本発明は、散水ろ床の洗浄方法に関するものである。
従来、水処理システムにおいて、微生物を担持させたろ材からなるろ材層に対して被処理水を散布し、ろ材層に存在する微生物によって被処理水中の有機物等を好気的に生物処理する散水ろ床が用いられている。
ここで、散水ろ床には、被処理水の処理を継続していると、ろ材に対して付着した生物膜が過剰に厚くなり、厚膜化した汚泥様の生物膜がろ材間の空隙を閉塞してしまい、散水ろ床の水処理機能を低下させる虞があった。また、散水ろ床には、散水ろ床内でろ床蠅やサカマキ貝が生育して、これらがろ材表面等に形成された生物膜を食べてしまい、結果的に散水ろ床の水処理機能が低下する虞があった。そのため、散水ろ床を用いた水処理システムでは、被処理水の効率的な処理を継続的に実施するために、適切な時期にろ材層を洗浄し、過剰に厚膜化した生物膜、汚泥、蠅の卵及び幼虫、並びに、貝及びその卵等をろ床から排除することが必要となる。
従来、散水ろ床における悪臭及びろ床蠅等の発生の問題に対し、ろ材層を構成するろ材を、所定のタイミングで撹拌洗浄し、ろ材層に捕捉された固形物、並びに、ろ材に付着したろ床蠅の卵及び幼虫をろ材層から除去することで、悪臭及びろ床蠅の発生を抑制する方法が提案されている(例えば、特許文献1参照)。特許文献1には、水処理能力が所定の閾値以下に低下した場合、及び/又は、所定時間毎に、ろ材層を構成するろ材を撹拌洗浄することで、ろ材層からの悪臭及びろ床蠅の発生を抑制する思想が開示されている。
国際公開第2012/161339号
上記特許文献1には、撹拌洗浄を行うタイミングに関して、水処理能力が所定の閾値以下に低下した場合、及び/又は、所定時間毎という以上の詳細は開示されていない。従って、特許文献1に開示された方法には、ろ材の撹拌洗浄を行うタイミングを一層適正化するという点で改善の余地があった。ここで、実際にはろ材を撹拌洗浄するべきではないタイミングでろ材の撹拌洗浄を行ってしまえば、却って散水ろ床による水処理能力を低下させる虞がある。そのため、ろ材の状況(例えば、生物付着量)に応じた適切な方法でろ材の洗浄を行うことで、散水ろ床からのろ床蠅の幼虫及びサカマキ貝等の発生を抑制するとともに、散水ろ床の水処理能力を効果的に回復させることができる散水ろ床の洗浄方法を確立することが求められてきた。

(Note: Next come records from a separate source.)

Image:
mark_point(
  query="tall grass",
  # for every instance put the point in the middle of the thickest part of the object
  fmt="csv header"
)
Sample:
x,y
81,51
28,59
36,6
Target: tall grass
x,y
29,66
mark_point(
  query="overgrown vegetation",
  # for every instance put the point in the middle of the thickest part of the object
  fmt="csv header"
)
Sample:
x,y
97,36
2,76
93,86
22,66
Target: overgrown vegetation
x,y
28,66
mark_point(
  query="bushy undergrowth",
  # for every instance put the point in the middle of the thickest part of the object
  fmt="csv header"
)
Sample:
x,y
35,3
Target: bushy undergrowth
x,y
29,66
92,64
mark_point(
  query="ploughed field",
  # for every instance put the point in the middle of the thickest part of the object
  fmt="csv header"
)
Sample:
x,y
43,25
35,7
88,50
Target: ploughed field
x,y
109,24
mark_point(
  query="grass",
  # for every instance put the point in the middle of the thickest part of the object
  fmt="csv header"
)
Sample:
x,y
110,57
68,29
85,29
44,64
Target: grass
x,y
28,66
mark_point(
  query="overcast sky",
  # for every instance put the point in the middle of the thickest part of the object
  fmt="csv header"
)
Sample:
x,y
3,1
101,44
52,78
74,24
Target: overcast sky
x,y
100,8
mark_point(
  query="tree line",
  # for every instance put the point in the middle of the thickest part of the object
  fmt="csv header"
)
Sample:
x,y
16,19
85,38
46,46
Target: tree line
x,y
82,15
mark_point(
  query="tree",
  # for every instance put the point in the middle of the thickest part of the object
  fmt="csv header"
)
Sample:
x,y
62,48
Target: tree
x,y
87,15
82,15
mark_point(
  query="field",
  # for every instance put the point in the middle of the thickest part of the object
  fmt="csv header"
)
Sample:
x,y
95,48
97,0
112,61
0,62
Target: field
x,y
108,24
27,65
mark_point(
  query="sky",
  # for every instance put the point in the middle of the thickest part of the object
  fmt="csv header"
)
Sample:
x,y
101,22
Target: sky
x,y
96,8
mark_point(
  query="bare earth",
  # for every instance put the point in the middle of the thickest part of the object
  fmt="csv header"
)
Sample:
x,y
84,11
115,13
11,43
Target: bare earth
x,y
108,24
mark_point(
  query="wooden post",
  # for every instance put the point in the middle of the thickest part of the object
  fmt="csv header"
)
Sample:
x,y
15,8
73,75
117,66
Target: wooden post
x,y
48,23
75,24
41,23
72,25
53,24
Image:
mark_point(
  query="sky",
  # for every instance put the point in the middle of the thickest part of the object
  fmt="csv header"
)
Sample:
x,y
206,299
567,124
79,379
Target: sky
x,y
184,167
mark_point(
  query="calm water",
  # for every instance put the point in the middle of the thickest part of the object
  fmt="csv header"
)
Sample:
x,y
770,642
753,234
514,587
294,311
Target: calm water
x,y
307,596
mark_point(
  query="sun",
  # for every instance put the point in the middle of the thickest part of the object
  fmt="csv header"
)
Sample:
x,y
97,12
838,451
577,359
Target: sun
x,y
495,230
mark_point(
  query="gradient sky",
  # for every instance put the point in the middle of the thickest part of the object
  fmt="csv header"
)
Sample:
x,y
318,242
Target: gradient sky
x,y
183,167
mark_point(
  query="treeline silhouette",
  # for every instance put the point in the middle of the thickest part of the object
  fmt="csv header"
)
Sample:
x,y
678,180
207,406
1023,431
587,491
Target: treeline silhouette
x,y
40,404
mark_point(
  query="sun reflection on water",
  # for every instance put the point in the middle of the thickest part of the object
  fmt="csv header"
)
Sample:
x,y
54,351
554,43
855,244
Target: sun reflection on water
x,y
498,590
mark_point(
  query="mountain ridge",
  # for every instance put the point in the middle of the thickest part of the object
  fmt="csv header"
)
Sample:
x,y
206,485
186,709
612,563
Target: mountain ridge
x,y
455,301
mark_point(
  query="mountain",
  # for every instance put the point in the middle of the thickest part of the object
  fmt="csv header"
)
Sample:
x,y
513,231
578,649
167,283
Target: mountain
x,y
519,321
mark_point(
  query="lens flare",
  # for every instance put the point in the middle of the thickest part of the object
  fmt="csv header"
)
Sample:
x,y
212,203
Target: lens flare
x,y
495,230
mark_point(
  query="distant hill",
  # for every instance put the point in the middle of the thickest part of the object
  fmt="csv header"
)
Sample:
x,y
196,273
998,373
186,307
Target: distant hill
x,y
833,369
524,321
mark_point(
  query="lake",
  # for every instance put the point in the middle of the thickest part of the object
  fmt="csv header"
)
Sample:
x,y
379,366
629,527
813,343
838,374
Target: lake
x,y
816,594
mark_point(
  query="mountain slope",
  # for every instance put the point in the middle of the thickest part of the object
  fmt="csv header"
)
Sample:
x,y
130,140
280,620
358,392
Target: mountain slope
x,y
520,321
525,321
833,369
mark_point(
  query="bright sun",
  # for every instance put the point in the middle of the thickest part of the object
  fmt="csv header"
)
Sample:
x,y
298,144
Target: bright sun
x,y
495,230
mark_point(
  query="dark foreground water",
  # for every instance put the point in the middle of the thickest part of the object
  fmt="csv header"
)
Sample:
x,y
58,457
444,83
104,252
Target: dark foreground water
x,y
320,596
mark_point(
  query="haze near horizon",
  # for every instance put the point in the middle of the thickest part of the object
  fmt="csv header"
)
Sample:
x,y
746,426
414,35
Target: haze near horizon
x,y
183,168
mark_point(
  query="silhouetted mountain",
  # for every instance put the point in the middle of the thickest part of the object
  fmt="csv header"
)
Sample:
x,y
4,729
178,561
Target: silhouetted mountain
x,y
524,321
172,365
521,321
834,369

本発明者らは、上記目的を達成するために鋭意検討を行った。そして、本発明者らは、ろ材層を洗浄する方法には、「撹拌洗浄」以外に、「浸漬洗浄」という方法があることに着目した。ここで、撹拌洗浄とは、散水ろ床を満水にした後に、撹拌によりろ材を流動させ、その後排水を行う方法である。撹拌洗浄によれば、ろ材充填層の空隙率を回復すること、被処理水の水処理効率を安定化するとともに、ろ床蠅の幼虫及びサカマキ貝の駆除を行うことができる。一方、浸漬洗浄は、散水ろ床を満水にしてろ材を一定時間浸漬し、その後排水を行う方法である。浸漬洗浄によれば、ろ材表面等に形成された生物膜が減少することを抑制しつつ、ろ床蠅の幼虫やサカマキ貝の駆除を行うことができる。
このように、「浸漬洗浄」及び「撹拌洗浄」は、異なる特性を有しており、ろ材層の状態を考慮して適している方の方法を選択することができれば、散水ろ床による水処理効率を一層高めうると考えられる。そこで、本発明者らは、ろ材層の状態に基づいて、行うべき洗浄の種類を、浸漬洗浄と撹拌洗浄との間で適切に切り替えることで、散水ろ床からのろ床蠅の幼虫及びサカマキ貝等の発生を抑制するとともに、散水ろ床の水処理能力を効果的に回復させることができることを新たに見出し、本発明を完成させた。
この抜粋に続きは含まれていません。